Each session consisting of a 5-10-minute warm-up, 30 minutes of interval training, and a 5-10-minute cool down. The interval training included six consecutive rounds that included a four-minute “normal” walking speed, followed by one minute of increased intensity walking.
Researchers measured the participants’ blood pressure, resting heart rate, BMI, peak oxygen consumption and exercise intensity. They were also asked to evaluate their perceived exertion rate and monitor their adherence to the program.
At the end of the 12 weeks, researchers found that both groups enjoyed a decrease in BMI, body fat and blood pressure, with a significant decrease shown in the diastolic reading in particular (the lower number).
However, when it came to adherence, perceived exertion, and improved peak oxygen consumption, Nordic walking was the clear winner. With Nordic walking, 91 percent of the women stuck to the program, as compared to 81 percent in the walking group.
Interestingly, while those in the Nordic group had greater exercise intensity during their training sessions, they had a lower perceived exertion rate than the walking group. This means that while they worked harder, they didn’t feel like they were.
Lastly, the Nordic group significantly improved their peak oxygen consumption as compared to the walking group (29.5 versus 26.3).

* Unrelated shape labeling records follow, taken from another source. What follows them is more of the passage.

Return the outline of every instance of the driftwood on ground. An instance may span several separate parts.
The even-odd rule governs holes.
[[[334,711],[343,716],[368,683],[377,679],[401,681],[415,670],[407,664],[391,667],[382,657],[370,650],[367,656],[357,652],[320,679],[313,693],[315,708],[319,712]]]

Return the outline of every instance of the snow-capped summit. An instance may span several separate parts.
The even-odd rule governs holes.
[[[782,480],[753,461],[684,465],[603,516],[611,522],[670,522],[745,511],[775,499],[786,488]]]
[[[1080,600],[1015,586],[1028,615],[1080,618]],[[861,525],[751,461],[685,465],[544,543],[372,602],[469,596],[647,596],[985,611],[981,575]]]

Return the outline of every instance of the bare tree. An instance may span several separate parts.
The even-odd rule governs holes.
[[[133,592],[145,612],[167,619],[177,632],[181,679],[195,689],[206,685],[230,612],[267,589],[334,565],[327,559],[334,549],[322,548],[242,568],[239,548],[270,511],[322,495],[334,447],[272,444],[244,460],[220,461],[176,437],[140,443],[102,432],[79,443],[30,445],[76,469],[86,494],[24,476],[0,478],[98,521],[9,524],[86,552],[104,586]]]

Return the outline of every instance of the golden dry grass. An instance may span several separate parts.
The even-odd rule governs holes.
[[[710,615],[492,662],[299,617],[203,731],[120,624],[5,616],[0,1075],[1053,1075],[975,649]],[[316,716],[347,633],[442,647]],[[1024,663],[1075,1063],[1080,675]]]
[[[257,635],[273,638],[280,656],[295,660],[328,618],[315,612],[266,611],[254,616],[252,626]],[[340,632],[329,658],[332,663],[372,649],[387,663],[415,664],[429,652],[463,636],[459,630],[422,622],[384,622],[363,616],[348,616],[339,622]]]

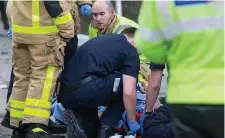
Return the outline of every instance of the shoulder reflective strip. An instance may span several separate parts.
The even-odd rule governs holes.
[[[41,101],[46,101],[46,102],[49,101],[49,95],[50,95],[50,91],[52,88],[52,81],[54,78],[54,73],[55,73],[55,67],[48,66],[46,78],[45,78],[45,84],[44,84],[44,88],[42,91]]]
[[[37,107],[43,107],[43,108],[46,108],[46,109],[50,109],[51,108],[51,102],[42,101],[40,99],[27,98],[26,99],[26,106],[37,106]]]
[[[23,110],[15,110],[10,109],[10,116],[15,118],[22,118],[23,117]]]
[[[24,115],[37,116],[45,119],[49,119],[50,111],[36,109],[36,108],[24,108]]]
[[[44,132],[44,133],[47,133],[46,131],[44,131],[43,129],[41,128],[34,128],[32,129],[33,132]]]
[[[126,28],[131,28],[131,25],[120,25],[118,28],[116,28],[116,30],[113,32],[114,34],[118,34],[120,33],[122,30],[126,29]]]
[[[56,26],[26,27],[15,24],[12,24],[12,31],[24,34],[49,34],[59,32]]]
[[[25,102],[16,101],[16,100],[12,100],[12,99],[10,100],[10,107],[23,109],[24,106],[25,106]]]
[[[167,41],[180,33],[203,31],[207,29],[224,29],[224,16],[201,17],[175,22],[161,30],[150,30],[140,26],[140,37],[149,42]]]
[[[56,25],[61,25],[61,24],[67,23],[67,22],[69,22],[71,20],[73,20],[71,14],[67,13],[66,15],[63,15],[61,17],[55,18],[54,19],[54,23]]]
[[[156,1],[157,9],[159,10],[163,20],[168,23],[172,22],[171,16],[171,1]]]
[[[175,0],[174,1],[174,3],[175,3],[175,5],[176,6],[187,6],[187,5],[193,5],[193,4],[206,4],[206,3],[208,3],[208,2],[211,2],[211,1],[209,1],[209,0],[200,0],[200,1],[193,1],[193,0],[191,0],[191,1],[181,1],[181,0]]]
[[[40,26],[39,0],[32,0],[32,26]]]

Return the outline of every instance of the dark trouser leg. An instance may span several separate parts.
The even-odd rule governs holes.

Researchers concluded, “To obtain the health benefits of exercise, not only is it important for individuals to initiate a physical activity program, but they must adhere to the program, creating a lifestyle change. In the light of our findings, [Nordic walking] activity clearly seems to meet this criterion.”
Walk This Way
Whether you try Nordic walking or some other form of exercise, the key is to just get moving. Find something you love and do it three to five days a week for 30 to 60 minutes per day.
And don’t be afraid to try something new. Roller blade, swim, ski, row a boat or simply dance. Just do it and do it often! But be sure to check with your doctor before beginning any exercise program.
 Figard-Fabre, H et al. Efficacy of Nordic walking in obesity management. Int J Sports Med. 2011 Apr 6. [Epub ahead of print].
 Porcari, JP et al. The physiological responses to walking with and without Power Poles on treadmill exercises. Res Q Exerc Sport. 1997;68:161-6.